The paper tackles a long‑standing dilemma in self‑supervised visual learning: the “invariance paradox.” Joint‑embedding methods such as DINO enforce invariance to spatial augmentations, which yields strong high‑level semantics but discards the spatial coordinates needed for pixel‑level reconstruction. Conversely, masked image modeling approaches like MAE preserve dense feature grids for reconstruction yet produce weaker semantic representations. The authors argue that this trade‑off is a by‑product of the dense 2‑D grid representation itself.

STELLAR (Sparse Token Extraction and Localization with Low‑rank Approximation Reconstruction) proposes to factorize an image’s latent representation into two low‑rank matrices: a semantic matrix S (size r × d) containing r learnable concept embeddings, and a localization matrix L (size n × r) that assigns each of the n patches a convex combination of the concepts. The full representation is Z = L S, a low‑rank approximation of the conventional n × d dense feature map. By design, spatial transformations affect only L, while S remains approximately invariant. This separation allows the authors to apply DINO‑style augmentation alignment solely on S, preserving semantic invariance, while still using Z for high‑fidelity reconstruction.

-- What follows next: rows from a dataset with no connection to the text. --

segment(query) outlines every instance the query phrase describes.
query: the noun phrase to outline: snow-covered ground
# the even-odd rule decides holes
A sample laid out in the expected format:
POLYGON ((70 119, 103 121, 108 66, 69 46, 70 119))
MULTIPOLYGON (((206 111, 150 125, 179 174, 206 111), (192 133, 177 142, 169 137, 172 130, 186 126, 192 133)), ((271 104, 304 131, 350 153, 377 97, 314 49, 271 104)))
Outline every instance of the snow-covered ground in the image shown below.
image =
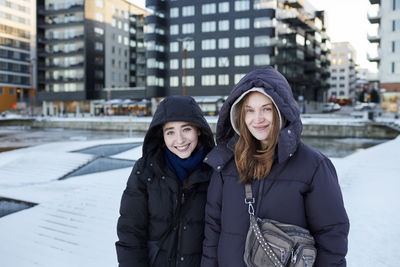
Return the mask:
MULTIPOLYGON (((94 157, 72 151, 141 140, 56 142, 0 153, 0 197, 38 204, 0 218, 0 266, 117 266, 116 223, 131 168, 58 178, 94 157)), ((140 155, 137 147, 113 157, 140 155)), ((332 161, 351 222, 348 266, 400 266, 400 137, 332 161)))

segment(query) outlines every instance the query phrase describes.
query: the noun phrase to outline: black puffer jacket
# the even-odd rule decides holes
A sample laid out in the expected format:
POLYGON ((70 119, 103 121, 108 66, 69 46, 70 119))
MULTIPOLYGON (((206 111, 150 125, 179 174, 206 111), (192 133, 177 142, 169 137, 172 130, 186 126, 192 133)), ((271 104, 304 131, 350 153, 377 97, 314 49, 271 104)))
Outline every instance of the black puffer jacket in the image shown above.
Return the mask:
POLYGON ((160 103, 145 136, 143 157, 133 167, 121 200, 116 243, 121 267, 200 265, 211 168, 203 164, 182 184, 163 156, 162 125, 170 121, 194 123, 201 131, 199 145, 214 147, 211 129, 193 98, 160 103))
MULTIPOLYGON (((249 214, 233 156, 238 136, 229 115, 234 101, 253 87, 264 88, 286 121, 271 172, 265 178, 261 203, 254 194, 260 205, 257 215, 308 228, 318 250, 315 266, 346 266, 349 220, 335 168, 327 157, 301 142, 300 113, 291 89, 270 67, 246 75, 221 109, 217 147, 207 156, 215 171, 208 190, 202 266, 245 267, 249 214)), ((259 182, 254 181, 252 186, 253 192, 258 192, 259 182)))

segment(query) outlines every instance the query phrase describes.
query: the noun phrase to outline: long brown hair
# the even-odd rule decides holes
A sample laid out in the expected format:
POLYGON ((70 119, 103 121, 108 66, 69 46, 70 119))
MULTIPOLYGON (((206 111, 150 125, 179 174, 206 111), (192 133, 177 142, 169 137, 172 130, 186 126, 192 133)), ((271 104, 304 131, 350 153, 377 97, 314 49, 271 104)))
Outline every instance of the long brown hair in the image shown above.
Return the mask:
POLYGON ((272 105, 272 129, 267 138, 268 145, 265 149, 262 149, 261 142, 253 137, 245 123, 244 103, 248 96, 245 96, 237 104, 235 118, 236 126, 240 132, 239 140, 235 145, 235 162, 240 181, 245 183, 250 183, 252 178, 263 179, 269 174, 280 131, 279 115, 274 104, 272 105))

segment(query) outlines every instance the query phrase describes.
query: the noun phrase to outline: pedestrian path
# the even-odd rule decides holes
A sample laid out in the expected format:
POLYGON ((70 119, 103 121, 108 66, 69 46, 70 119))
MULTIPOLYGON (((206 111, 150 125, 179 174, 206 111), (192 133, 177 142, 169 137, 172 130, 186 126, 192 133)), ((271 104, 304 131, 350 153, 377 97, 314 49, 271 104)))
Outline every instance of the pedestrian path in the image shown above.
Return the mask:
MULTIPOLYGON (((58 179, 92 159, 73 151, 137 141, 58 142, 0 153, 0 197, 38 204, 0 218, 0 266, 117 266, 116 224, 131 167, 58 179)), ((140 155, 136 147, 112 157, 140 155)), ((332 159, 351 222, 350 267, 399 264, 399 159, 400 137, 332 159)))

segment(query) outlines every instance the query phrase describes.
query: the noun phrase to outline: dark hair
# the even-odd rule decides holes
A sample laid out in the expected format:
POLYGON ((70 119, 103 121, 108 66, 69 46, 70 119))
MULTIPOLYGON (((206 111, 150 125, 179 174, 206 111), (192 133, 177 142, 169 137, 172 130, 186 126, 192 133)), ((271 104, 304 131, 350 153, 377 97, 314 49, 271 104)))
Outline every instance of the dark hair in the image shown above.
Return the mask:
POLYGON ((278 110, 275 105, 272 105, 272 130, 267 138, 267 147, 262 149, 261 142, 254 138, 245 123, 244 103, 248 96, 245 96, 236 105, 237 113, 235 118, 236 126, 240 133, 239 140, 235 145, 235 163, 239 171, 240 181, 245 183, 250 183, 252 178, 263 179, 269 174, 280 131, 278 110))

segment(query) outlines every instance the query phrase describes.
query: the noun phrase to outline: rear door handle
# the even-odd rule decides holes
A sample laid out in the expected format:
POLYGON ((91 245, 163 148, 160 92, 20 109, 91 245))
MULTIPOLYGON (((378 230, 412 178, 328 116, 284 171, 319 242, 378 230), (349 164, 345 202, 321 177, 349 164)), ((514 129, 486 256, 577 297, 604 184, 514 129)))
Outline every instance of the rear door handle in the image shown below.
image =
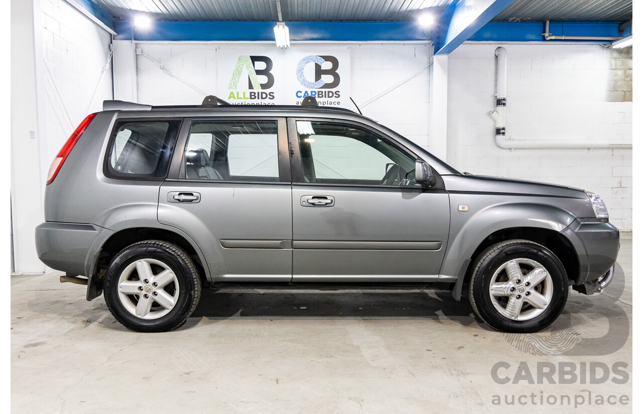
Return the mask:
POLYGON ((332 207, 335 198, 332 196, 302 196, 300 203, 303 207, 332 207))
POLYGON ((186 191, 172 191, 167 193, 167 201, 170 203, 198 203, 201 201, 201 194, 186 191))

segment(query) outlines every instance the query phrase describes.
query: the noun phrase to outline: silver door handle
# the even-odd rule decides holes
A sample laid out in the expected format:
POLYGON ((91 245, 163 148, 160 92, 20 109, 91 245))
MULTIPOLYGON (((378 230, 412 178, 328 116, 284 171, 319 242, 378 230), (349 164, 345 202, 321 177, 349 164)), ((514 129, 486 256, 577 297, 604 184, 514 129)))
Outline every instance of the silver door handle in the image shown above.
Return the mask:
POLYGON ((328 198, 309 198, 306 202, 313 205, 326 205, 332 203, 332 200, 328 198))
POLYGON ((192 196, 187 194, 177 194, 172 197, 172 198, 174 200, 178 200, 179 202, 193 202, 195 200, 199 200, 199 196, 192 196))
MULTIPOLYGON (((196 194, 194 193, 175 193, 171 195, 172 199, 176 200, 174 202, 175 203, 192 203, 194 202, 198 202, 199 199, 201 198, 198 193, 196 194)), ((168 198, 169 198, 169 197, 168 197, 168 198)))
POLYGON ((302 196, 299 203, 303 207, 332 207, 335 205, 335 198, 332 196, 311 194, 302 196))

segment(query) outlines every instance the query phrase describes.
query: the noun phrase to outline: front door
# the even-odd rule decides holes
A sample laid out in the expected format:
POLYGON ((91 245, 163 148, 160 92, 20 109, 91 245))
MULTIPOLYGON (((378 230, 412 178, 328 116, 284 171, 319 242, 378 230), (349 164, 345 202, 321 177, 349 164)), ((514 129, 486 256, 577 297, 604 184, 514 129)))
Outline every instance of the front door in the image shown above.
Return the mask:
POLYGON ((159 221, 196 241, 214 280, 290 281, 285 120, 186 119, 177 148, 175 177, 161 186, 159 221))
POLYGON ((415 182, 417 157, 370 127, 289 119, 293 281, 430 282, 449 196, 415 182))

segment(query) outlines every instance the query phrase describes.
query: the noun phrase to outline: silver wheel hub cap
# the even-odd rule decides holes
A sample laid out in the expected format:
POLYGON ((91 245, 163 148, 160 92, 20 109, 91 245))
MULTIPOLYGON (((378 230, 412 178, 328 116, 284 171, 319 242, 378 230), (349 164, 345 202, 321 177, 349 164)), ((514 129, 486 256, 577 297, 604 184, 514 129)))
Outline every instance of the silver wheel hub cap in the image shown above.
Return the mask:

To shape the semantic tokens, the method introduces K prototype vectors and projects each token onto the unit sphere. Sinkhorn‑Knopp balancing yields soft assignments q, and a clustering loss L_cluster encourages tokens to form distinct, balanced semantic clusters. For view‑to‑view alignment, the authors formulate an optimal‑transport problem between token sets of two augmentations, solving it with an entropy‑regularized Sinkhorn algorithm to obtain a fast matching matrix P. The matched pairs are then aligned with a cross‑entropy loss L_align, enforcing invariance of S across augmentations. An additional KoLeo regularizer maximizes pairwise distances between tokens from the same image, reducing redundancy. The total training objective combines reconstruction loss, clustering loss, alignment loss, optional class‑token losses, and KoLeo regularization, each weighted by hyper‑parameters.

Implementation uses a ViT‑Base backbone with r learnable query vectors that produce the sparse tokens S. The dense patch features U are projected and cosine‑similarity‑softmaxed (with a spatial temperature) against S to generate L, effectively a single‑head cross‑attention map.

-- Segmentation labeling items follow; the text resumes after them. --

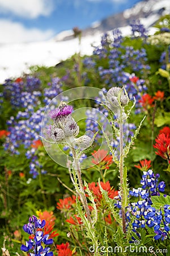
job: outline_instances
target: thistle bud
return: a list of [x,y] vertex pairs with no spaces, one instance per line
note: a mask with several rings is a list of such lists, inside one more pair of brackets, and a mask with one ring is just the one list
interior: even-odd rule
[[107,93],[107,99],[109,104],[114,108],[119,107],[118,97],[122,106],[126,106],[128,103],[128,98],[120,87],[112,87]]
[[54,126],[52,128],[50,137],[57,143],[63,143],[65,141],[63,130]]
[[168,71],[163,69],[162,68],[159,68],[158,69],[158,72],[159,75],[163,77],[168,78],[169,77],[169,73]]
[[65,136],[76,136],[79,131],[79,127],[73,117],[69,115],[63,125],[63,133]]
[[75,139],[76,145],[81,150],[87,148],[93,142],[94,140],[87,135],[83,135]]

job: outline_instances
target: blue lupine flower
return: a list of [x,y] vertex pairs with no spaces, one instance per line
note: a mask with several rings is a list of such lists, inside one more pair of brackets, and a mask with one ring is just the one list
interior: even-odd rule
[[[29,251],[31,256],[53,256],[53,253],[50,252],[49,247],[45,247],[41,243],[50,245],[53,243],[53,239],[48,239],[49,235],[44,235],[42,231],[37,231],[37,229],[42,229],[45,225],[45,221],[41,221],[33,215],[29,218],[29,222],[23,226],[23,230],[29,234],[33,234],[33,240],[26,241],[26,245],[22,245],[21,250],[23,251]],[[31,250],[32,252],[30,251]]]

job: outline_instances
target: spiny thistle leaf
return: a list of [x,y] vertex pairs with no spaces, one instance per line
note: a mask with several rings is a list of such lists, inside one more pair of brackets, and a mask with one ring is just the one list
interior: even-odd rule
[[92,206],[94,208],[94,210],[92,211],[92,213],[94,214],[92,218],[92,224],[93,225],[94,225],[97,221],[97,210],[95,202],[95,199],[92,195],[92,192],[90,190],[88,184],[86,181],[84,181],[84,185],[85,187],[86,187],[86,191],[88,193],[88,195],[89,196],[88,199],[91,201]]
[[129,143],[129,144],[128,145],[126,145],[126,146],[125,147],[125,150],[124,150],[125,157],[126,157],[128,155],[130,147],[132,146],[134,141],[137,138],[137,136],[138,136],[138,134],[139,133],[139,131],[141,128],[142,124],[143,122],[144,121],[145,118],[146,118],[146,115],[143,117],[143,118],[142,119],[142,120],[141,121],[141,122],[140,123],[140,125],[139,125],[138,128],[135,130],[134,136],[131,137],[130,142]]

Empirically, with only 16 tokens the model achieves an FID of 2.60, indicating high‑quality image reconstruction, and a linear probing accuracy of 79.1 % on ImageNet‑1K, matching or surpassing dense baselines. Ablation studies varying the token count show that performance saturates around 16–32 tokens, confirming the efficiency of the factorized representation. Analyses of L and S under controlled pixel shifts and random crops demonstrate that L changes equivariantly while S remains stable, validating the theoretical separation of invariance and equivariance.

The contribution is twofold: (1) a novel sparse, low‑rank latent space that disentangles “what” (semantic concepts) from “where” (spatial distribution), and (2) a self‑supervised training scheme that jointly optimizes reconstruction and semantic alignment within this space. By breaking the reliance on dense grids, STELLAR resolves the invariance paradox, offering a memory‑ and compute‑efficient backbone that can be directly applied to downstream tasks such as detection, segmentation, and multimodal vision‑language models.